KT : Nous identifions plusieurs chocs, qui traversent toutes les discussions avec nos membres, mais les principaux défis sont le choc algorithmique, le choc de fragmentation, le choc organisationnel. En sous-jacents, ils sont fortement liés à l’intelligence artificielle, à la redéfinition des liens sociaux et culturels avec les jeunes générations, ainsi qu’à la transformation des modèles de consommation et de communication. Il faut venir le 3 novembre pour éclairer et comprendre ces enjeux qui vont jalonner notre futur !
ETUDE THE BRAND IMMERSION* : QUELQUES ENSEIGNEMENTS EN AVANT-PREMIERE
Les Français condamnent le silence des marques en période de crise. 45% des Français jugent négativement l’image des marques silencieuses ou passives en période de crise et 43% déclarent vouloir moins les acheter.

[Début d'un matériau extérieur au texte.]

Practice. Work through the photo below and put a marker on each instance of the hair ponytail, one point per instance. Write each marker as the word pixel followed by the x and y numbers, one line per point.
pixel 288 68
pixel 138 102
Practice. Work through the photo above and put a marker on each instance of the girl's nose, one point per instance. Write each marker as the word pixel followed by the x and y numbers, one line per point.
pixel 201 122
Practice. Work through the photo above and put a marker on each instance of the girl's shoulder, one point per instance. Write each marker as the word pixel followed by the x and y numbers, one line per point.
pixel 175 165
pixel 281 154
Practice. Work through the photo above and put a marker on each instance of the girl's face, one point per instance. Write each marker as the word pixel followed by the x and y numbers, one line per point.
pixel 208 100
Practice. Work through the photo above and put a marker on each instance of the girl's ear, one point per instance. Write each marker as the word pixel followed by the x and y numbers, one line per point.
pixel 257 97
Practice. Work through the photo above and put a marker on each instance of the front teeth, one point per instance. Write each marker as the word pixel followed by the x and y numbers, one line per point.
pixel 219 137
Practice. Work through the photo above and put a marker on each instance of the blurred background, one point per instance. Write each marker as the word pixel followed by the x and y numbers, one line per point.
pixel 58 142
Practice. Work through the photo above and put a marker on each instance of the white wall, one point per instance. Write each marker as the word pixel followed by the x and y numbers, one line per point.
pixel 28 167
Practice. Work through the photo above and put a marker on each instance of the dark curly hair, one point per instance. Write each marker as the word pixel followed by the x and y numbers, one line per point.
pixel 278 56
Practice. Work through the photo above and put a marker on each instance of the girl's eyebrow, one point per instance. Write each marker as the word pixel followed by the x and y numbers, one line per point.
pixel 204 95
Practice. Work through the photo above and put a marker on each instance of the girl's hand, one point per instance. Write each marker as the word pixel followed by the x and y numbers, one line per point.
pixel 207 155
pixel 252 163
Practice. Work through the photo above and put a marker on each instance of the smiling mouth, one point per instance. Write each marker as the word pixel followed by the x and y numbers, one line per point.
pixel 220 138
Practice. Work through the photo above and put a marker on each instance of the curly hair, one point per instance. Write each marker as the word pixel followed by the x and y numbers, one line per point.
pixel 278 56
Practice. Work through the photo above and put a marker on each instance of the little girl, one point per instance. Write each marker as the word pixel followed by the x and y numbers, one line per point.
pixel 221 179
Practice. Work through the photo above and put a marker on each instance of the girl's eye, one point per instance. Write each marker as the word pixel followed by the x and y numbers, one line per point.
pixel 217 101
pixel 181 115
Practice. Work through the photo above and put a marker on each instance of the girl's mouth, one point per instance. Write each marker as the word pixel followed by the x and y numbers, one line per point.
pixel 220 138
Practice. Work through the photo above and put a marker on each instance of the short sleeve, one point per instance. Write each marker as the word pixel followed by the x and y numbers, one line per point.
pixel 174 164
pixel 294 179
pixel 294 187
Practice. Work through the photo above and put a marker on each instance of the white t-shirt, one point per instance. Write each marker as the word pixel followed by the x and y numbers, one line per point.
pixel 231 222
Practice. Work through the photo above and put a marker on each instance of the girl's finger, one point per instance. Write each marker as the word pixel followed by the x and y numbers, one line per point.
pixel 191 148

78% des Français plébiscitent l’action concrète, contre seulement 31% la communication. Une marque est jugée sur ce qu’elle fait, pas sur ce qu’elle dit.
1 Français sur 2 a déjà changé ses habitudes d’achat après une crise. Et le boycott est plus fréquent que l’achat solidaire. Les crises deviennent des moments de vérité : elles testent la cohérence des marques et sanctionnent l’opportunisme.
Seules 4 personnes sur 10 jugent les marques légitimes pour agir en temps de crise. Mais cette légitimité grimpe à 1 jeune sur 2. La crédibilité n’est pas donnée, elle se mérite — surtout auprès des jeunes qui en font une condition d’adhésion.
Étude consommateurs sur le panel Métaskope Kantar réalisée pour THE BRAND IMMERSION #10 « Naviguer dans le chaos. Comment les marques peuvent agir quand tout vacille ?» du Club des Annonceurs – Enquête réalisée en ligne du 5 au 10 Septembre 2025 – Base 1010 répondants représentatifs de la population française, 18 ans et +.